Deponi, o Gerusalemme, la veste del lutto e dell’afflizione, rivèstiti dello splendore della gloria che ti viene da Dio per sempre. Avvolgiti nel manto della giustizia di Dio, metti sul tuo capo il diadema di gloria dell’Eterno, perché Dio mostrerà il tuo splendore a ogni creatura sotto il cielo. Sarai chiamata da Dio per sempre: «Pace di giustizia» e «Gloria di pietà». Sorgi, o Gerusalemme, sta’ in piedi sull’altura e guarda verso oriente; vedi i tuoi figli riuniti, dal tramonto del sole fino al suo sorgere, alla parola del Santo, esultanti per il ricordo di Dio. Si sono allontanati da te a piedi,  incalzati dai nemici; ora Dio te li riconduce in trionfo come sopra un trono regale. Poiché Dio ha deciso di spianare ogni alta montagna e le rupi perenni, di colmare le valli livellando il terreno, perché Israele proceda sicuro sotto la gloria di Dio.
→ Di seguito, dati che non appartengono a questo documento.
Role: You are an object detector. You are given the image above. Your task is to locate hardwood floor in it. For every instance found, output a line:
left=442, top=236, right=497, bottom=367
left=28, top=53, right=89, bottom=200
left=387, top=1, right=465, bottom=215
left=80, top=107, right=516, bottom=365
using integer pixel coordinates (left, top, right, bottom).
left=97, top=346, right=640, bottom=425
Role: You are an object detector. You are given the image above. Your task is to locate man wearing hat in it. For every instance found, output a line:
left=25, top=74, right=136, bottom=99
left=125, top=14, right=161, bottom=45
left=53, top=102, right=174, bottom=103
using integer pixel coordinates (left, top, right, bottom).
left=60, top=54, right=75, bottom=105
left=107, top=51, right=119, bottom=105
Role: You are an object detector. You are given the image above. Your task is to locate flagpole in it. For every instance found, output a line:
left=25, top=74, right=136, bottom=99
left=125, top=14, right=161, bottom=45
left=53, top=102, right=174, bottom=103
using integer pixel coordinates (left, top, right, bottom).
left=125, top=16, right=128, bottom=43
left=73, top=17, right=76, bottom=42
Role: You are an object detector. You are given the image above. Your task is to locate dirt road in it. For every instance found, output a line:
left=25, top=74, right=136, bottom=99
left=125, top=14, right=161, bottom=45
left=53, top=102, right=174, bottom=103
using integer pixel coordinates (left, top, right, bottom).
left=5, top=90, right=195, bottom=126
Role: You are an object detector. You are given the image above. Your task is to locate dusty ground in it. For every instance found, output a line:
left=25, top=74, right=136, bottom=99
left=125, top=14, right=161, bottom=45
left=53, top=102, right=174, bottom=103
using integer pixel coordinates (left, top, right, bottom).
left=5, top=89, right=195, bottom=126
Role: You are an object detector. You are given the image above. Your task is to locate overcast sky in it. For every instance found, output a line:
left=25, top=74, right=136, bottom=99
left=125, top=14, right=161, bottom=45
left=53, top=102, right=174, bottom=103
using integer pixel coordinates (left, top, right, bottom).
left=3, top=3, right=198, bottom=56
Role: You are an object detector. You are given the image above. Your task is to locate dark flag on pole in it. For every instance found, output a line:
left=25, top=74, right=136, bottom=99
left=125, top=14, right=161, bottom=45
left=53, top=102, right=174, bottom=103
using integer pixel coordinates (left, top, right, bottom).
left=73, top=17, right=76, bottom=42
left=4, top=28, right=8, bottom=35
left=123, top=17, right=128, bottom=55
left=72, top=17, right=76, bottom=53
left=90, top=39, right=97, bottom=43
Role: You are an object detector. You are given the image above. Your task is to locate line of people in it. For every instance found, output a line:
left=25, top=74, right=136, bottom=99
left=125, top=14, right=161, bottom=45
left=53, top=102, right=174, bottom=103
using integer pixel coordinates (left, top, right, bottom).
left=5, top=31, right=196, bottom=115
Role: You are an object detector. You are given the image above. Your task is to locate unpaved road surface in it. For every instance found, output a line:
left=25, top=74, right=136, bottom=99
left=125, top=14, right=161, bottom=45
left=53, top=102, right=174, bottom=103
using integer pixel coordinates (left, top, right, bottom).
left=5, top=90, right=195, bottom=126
Anche le selve e ogni albero odoroso hanno fatto ombra a Israele per comando di Dio. Perché Dio ricondurrà Israele con gioia alla luce della sua gloria, con la misericordia e la giustizia che vengono da lui. 

In questo brano un profeta con espressioni prese in prestito dal libro di Isaia e di Geremia presenta il ritorno dall’esilio di Babilonia in forma trionfale attraverso il deserto.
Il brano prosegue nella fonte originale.